Pashinska, Varyukhin, Dobatkin and Zavdoveev of Donetsk Institute for Physics and Engineering NAS of Ukraine, report their studies22 on the “Mechanisms of Structure Formation in Low-Carbon Steel Deformed by Warm Twist Extrusion (Tdef = 400°C).” The analysis of electron backscattering diffraction shows that dynamic recrystallization and grain boundary sliding play an active role in structure formation in the process of severe plastic deformation. It has been shown that severe plastic deformations induce dissolution of carbon.
The “Strength Evaluation of Clinker Stabilized Fly ash–mine–overburden Composites as an Alternative Haul Road Construction Material”23 is a study by Soumya Ranjan Mallick and Manoj Kumar Mishra of the Department of Mining Engineering, National Institute of Technology, Rourkela, India. In this investigation, the authors discuss opencast coal mining and its role in meeting the demand for fossil fuel. Large capacity haul trucks are being increasingly used to meet this demand. These trucks need well-designed haul roads. Opencast mining also imposes adverse conditions on the area due to substantial overburden lying unreclaimed. The current fly ash production is about 180 MT that will rise to about 600 MT by 2030 in India. It adversely affects land, air and water resources. Strong effort is required to address this issue. An investigation has been taken up to evaluate the use of both fly ash as well as mine–overburden material along with a selected additive to develop an alternative construction material to be used in the sub-base of haul road. This article reports the detailed laboratory investigations carried out on the development of fly ash–composite material with mine–overburden and clinker and determination of their suitability for haul road. Proctor compaction test, unconfined compressive strength test, Brazilian tensile strength test and scanning electron microscopy were carried out.
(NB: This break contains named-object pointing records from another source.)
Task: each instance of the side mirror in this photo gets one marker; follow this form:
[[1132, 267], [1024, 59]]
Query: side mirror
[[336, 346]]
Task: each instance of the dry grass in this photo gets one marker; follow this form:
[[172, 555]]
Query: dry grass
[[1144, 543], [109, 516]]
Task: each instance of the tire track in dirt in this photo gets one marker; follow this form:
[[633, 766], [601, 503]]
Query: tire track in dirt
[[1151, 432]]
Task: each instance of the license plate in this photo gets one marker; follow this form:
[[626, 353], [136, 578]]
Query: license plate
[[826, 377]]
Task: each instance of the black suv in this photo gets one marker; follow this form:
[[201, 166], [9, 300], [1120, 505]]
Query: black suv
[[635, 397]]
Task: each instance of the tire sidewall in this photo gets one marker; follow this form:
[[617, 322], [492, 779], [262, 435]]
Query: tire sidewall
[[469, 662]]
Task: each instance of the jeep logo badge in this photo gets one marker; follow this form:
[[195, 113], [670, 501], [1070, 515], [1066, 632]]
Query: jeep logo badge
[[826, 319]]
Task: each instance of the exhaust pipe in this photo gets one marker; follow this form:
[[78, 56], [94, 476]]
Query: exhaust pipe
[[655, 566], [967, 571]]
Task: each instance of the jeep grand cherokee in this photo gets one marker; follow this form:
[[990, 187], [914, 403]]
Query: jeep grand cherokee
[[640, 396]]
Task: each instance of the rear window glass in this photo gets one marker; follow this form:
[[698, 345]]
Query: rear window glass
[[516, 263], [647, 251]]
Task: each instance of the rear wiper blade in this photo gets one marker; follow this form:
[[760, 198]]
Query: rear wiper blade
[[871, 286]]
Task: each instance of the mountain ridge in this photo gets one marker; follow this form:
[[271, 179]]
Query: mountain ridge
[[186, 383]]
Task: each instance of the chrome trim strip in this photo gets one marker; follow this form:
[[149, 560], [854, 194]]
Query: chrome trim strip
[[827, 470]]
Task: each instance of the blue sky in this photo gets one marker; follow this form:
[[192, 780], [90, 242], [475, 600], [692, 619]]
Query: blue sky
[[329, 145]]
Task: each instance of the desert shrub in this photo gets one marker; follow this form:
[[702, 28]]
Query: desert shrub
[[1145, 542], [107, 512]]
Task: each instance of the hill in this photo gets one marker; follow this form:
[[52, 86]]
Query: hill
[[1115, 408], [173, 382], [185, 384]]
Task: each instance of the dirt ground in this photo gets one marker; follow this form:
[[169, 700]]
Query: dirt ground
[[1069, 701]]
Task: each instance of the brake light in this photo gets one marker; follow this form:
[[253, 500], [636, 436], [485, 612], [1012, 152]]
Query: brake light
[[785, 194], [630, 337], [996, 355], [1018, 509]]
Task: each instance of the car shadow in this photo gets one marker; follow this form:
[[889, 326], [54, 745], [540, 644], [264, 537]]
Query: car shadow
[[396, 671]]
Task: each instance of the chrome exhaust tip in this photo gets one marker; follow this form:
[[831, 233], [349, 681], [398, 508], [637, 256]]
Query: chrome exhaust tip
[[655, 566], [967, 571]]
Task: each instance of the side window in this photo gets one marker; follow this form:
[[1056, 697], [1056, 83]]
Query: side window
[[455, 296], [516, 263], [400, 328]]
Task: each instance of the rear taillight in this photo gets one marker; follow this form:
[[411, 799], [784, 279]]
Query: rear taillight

The composite with 62% fly ash, 30% overburden and 8% clinker exhibited adequate strength value for the haul road construction.
In a collaborative effort between National Institute of Technology, Rourkela, India and Dalmia Institute of Scientific and Industrial Research at Rajgangpur, India, Tiwary, Sarkar, Mishra and Mohanty report their studies24 on the “Structural Aspects of Blast Furnace Slag.” Interdependence of structure and viscosity of blast furnace slag is discussed based on the available literature. Emphasis is given to both, bridging tendency and network breaking/modifying tendency of the constituents. It is clearly pointed out that slag viscosity cannot be explained only by a process of depolymerization through an increase of basicity despite the fact that an increase in basicity of the slag, in general, lowers the viscosity of the slag by a process of generation of discrete anions containing simple chains and/or rings by causing depolymerization of the 3D silicate network.